The discussion section of this research paper highlights the critical need for robust and reproducible frameworks in machine learning (ML) for cardiovascular disease (CVD) detection, particularly across heterogeneous datasets. The authors propose a preprocessing-enhanced stacking classifier that integrates a comprehensive preprocessing pipeline—encompassing transformation, categorization, attribute engineering, label encoding, and clustering—to standardize feature representations prior to model training. This approach is benchmarked against traditional ML methods, ensemble techniques, and deep learning architectures across three distinct datasets, each characterized by varying clinical variables and patient demographics. The findings suggest that the proposed model significantly enhances generalizability and predictive consistency, addressing limitations in existing biomedical ML studies that often rely on single or homogenous datasets.
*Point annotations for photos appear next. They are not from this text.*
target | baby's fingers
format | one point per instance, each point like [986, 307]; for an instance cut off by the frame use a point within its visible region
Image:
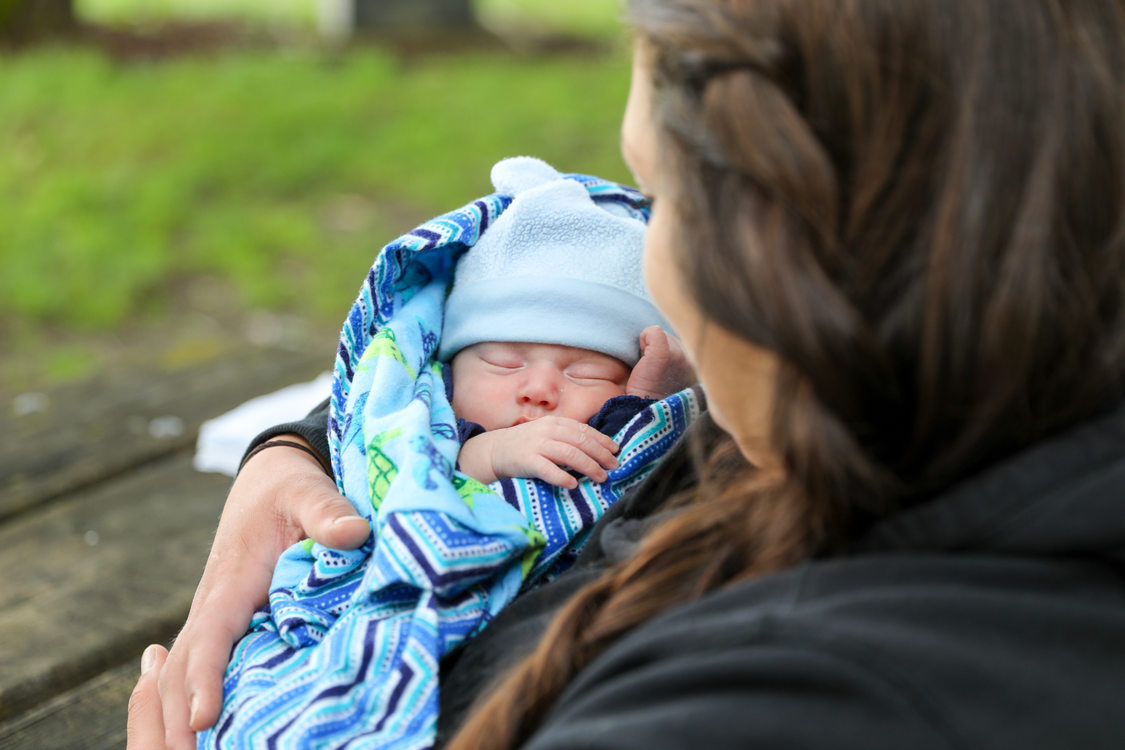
[543, 468]
[587, 440]
[578, 460]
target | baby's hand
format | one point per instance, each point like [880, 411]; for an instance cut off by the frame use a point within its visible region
[663, 368]
[540, 449]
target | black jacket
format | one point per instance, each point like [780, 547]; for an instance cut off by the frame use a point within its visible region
[992, 616]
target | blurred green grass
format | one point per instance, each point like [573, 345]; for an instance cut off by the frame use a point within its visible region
[279, 172]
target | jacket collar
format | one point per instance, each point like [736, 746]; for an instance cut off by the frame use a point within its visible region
[1063, 495]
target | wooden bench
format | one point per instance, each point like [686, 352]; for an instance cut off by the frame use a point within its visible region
[104, 531]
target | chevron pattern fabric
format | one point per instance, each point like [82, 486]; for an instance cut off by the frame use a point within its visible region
[347, 652]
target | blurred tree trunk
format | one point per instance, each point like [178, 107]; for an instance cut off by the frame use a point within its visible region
[28, 20]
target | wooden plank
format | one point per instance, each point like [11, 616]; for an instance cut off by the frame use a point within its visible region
[73, 436]
[90, 579]
[92, 716]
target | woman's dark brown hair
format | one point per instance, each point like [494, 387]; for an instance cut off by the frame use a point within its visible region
[919, 207]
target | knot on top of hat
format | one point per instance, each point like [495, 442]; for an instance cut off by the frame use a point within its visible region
[515, 174]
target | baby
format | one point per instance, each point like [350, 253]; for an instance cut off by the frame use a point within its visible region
[554, 342]
[548, 345]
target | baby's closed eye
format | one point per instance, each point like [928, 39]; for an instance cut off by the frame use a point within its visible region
[592, 375]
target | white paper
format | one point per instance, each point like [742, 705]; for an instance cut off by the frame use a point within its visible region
[223, 440]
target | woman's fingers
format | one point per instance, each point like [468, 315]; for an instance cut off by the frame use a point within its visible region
[329, 518]
[145, 729]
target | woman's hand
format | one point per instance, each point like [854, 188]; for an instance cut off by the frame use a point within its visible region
[279, 497]
[663, 368]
The authors also critique the current landscape of CVD prediction research, noting that many studies report high accuracy but fail to demonstrate generalizability due to reliance on narrow datasets and inadequate preprocessing methods. They emphasize the importance of rigorous evaluation methodologies that mitigate data leakage and ensure robust performance across diverse clinical environments. By demonstrating the efficacy of enhanced preprocessing and ensemble learning, this study contributes to advancing ML-based CVD diagnostics, aiming for solutions that are not only reliable but also scalable and applicable in real-world clinical settings.